Acabrunhado, voltou a perambular
pelas vias públicas e, poucos minutos depois das três da tarde, entrou
sutilmente no lar... Aflito, mentalmente descontrolado, entreabriu devagarinho
a porta do quarto e viu, agora positivamente aterrado, um rapaz em mangas de
camisa, a inclinar-se sobre o seu próprio leito. De imaginação envenenada,
concebeu a pior interpretação...
O pobre operário recusou em
delírio e, à noite, foi encontrado morto num pequeno galpão dos fundos.

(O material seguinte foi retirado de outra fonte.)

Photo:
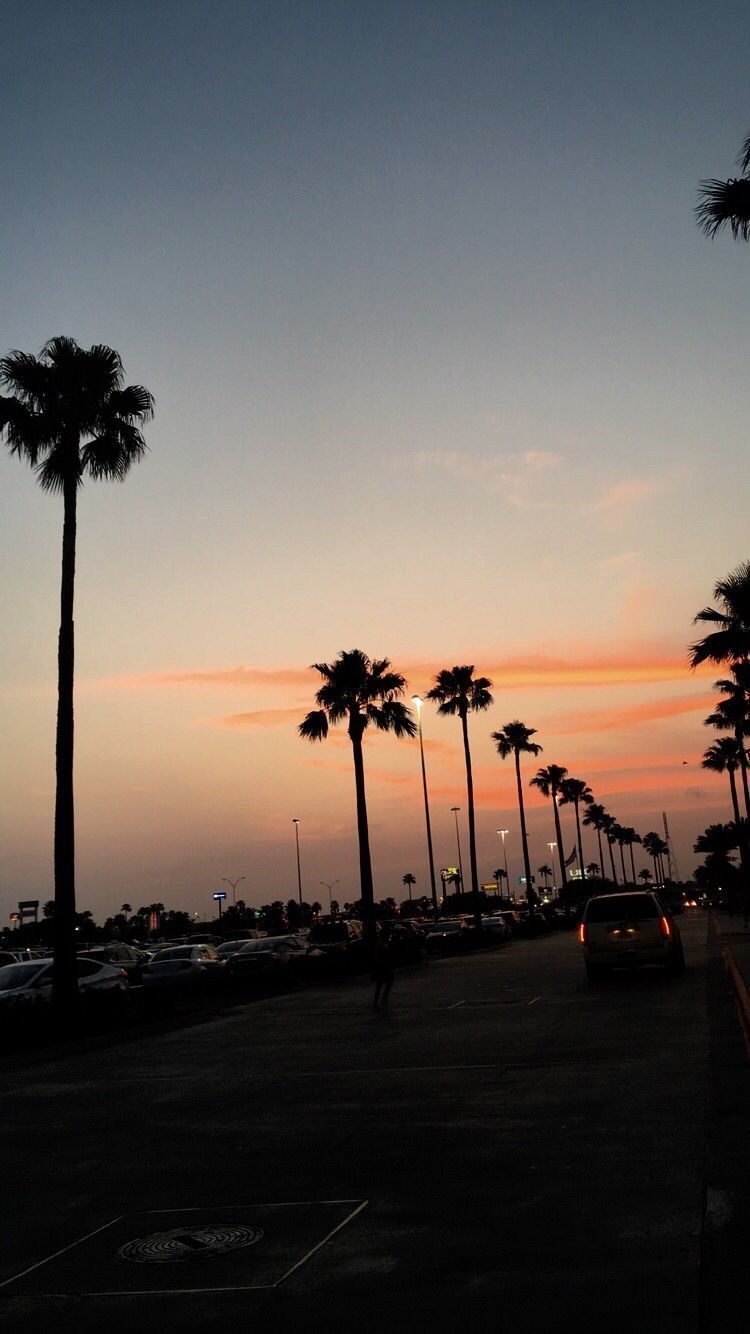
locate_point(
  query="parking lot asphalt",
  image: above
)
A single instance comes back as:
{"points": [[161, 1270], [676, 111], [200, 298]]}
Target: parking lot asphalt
{"points": [[507, 1147]]}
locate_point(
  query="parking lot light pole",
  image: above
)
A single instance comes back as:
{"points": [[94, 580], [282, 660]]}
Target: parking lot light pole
{"points": [[455, 810], [418, 702], [234, 885], [298, 866]]}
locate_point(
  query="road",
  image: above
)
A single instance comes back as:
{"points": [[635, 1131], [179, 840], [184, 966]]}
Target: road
{"points": [[506, 1147]]}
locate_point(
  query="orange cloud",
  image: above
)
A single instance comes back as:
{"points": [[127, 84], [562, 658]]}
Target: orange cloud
{"points": [[614, 719]]}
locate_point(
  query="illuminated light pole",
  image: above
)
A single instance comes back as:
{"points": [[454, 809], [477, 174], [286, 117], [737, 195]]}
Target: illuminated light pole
{"points": [[455, 810], [418, 702], [502, 833], [553, 846], [298, 866], [234, 885], [324, 883]]}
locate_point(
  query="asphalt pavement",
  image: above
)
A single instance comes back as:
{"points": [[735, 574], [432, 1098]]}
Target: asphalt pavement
{"points": [[507, 1147]]}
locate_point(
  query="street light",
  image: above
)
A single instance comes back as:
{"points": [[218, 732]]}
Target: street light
{"points": [[502, 833], [234, 883], [328, 887], [553, 846], [418, 702], [455, 810], [298, 867]]}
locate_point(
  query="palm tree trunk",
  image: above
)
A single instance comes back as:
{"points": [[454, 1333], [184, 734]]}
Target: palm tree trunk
{"points": [[579, 841], [734, 801], [601, 854], [739, 739], [523, 835], [611, 857], [471, 827], [64, 970], [561, 854], [363, 837]]}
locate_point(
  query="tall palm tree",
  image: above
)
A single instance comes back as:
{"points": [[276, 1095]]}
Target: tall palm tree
{"points": [[359, 691], [726, 203], [723, 758], [575, 791], [618, 835], [609, 825], [514, 739], [545, 871], [457, 690], [594, 818], [549, 782], [70, 415], [630, 838], [733, 714]]}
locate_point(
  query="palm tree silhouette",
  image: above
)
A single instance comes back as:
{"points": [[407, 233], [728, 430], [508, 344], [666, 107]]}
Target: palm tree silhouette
{"points": [[513, 739], [359, 691], [726, 203], [723, 758], [574, 790], [549, 782], [609, 825], [70, 416], [457, 690], [594, 818]]}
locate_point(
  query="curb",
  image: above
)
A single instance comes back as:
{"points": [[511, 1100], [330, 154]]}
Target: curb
{"points": [[741, 995]]}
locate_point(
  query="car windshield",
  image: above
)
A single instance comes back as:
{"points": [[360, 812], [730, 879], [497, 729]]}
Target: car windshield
{"points": [[621, 907], [327, 934], [16, 975]]}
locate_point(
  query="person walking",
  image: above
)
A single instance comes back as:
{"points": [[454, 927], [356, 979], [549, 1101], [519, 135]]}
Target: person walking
{"points": [[383, 966]]}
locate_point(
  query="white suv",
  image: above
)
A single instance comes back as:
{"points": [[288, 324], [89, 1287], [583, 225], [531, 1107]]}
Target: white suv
{"points": [[627, 930]]}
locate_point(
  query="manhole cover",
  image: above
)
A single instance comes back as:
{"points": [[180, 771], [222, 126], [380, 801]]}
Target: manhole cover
{"points": [[180, 1243]]}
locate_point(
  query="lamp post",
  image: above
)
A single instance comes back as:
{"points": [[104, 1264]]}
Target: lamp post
{"points": [[418, 702], [324, 883], [455, 810], [298, 866], [502, 833], [234, 885], [553, 846]]}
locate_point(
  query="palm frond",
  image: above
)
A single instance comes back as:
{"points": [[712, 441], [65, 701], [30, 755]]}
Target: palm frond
{"points": [[314, 727], [725, 203]]}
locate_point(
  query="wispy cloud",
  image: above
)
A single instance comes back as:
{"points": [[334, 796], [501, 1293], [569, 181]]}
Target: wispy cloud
{"points": [[623, 496]]}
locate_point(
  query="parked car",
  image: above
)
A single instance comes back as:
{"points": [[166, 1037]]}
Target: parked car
{"points": [[629, 930], [184, 965], [447, 934], [340, 945], [31, 983], [274, 958], [120, 957]]}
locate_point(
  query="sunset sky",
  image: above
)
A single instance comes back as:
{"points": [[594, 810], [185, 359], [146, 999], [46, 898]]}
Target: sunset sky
{"points": [[443, 370]]}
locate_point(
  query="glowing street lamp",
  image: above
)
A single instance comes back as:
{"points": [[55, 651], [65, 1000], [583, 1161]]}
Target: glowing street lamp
{"points": [[298, 867], [502, 833], [418, 702], [455, 810]]}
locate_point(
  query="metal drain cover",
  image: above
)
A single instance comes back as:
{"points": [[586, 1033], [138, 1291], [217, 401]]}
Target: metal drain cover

Enforcara-se em desespero...
Só então, ao choro de Dona
Dulce, o mexerico foi destrinçado.
Dionísio era apenas o belo
gatinho angorá que a desolada senhora criava com estimação imensa; o moço que a
seguira até o ônibus era o veterinário, a cujos cuidados profissionais confiara
ela o animal doente; o telefonema era baseado na encomenda que Dona Dulce
fizera de um colchão de molas, ao gosto moderno, para uma afetuosa surpresa ao
marido, e o rapaz que se achava no aposento íntimo do casal era, nem mais nem
menos, o empregado da casa de móveis que viera ajustar o colchão referido ao
leito de grandes proporções.
A tragédia, porém, estava
consumada e Dona Lequinha, diante do suicida exposto à visitação, comentou,
baixinho, para a amiga de lado:
‒ Que homem precipitado! Morrer
por uma bobagem! A gente fala certas coisas, só por falar!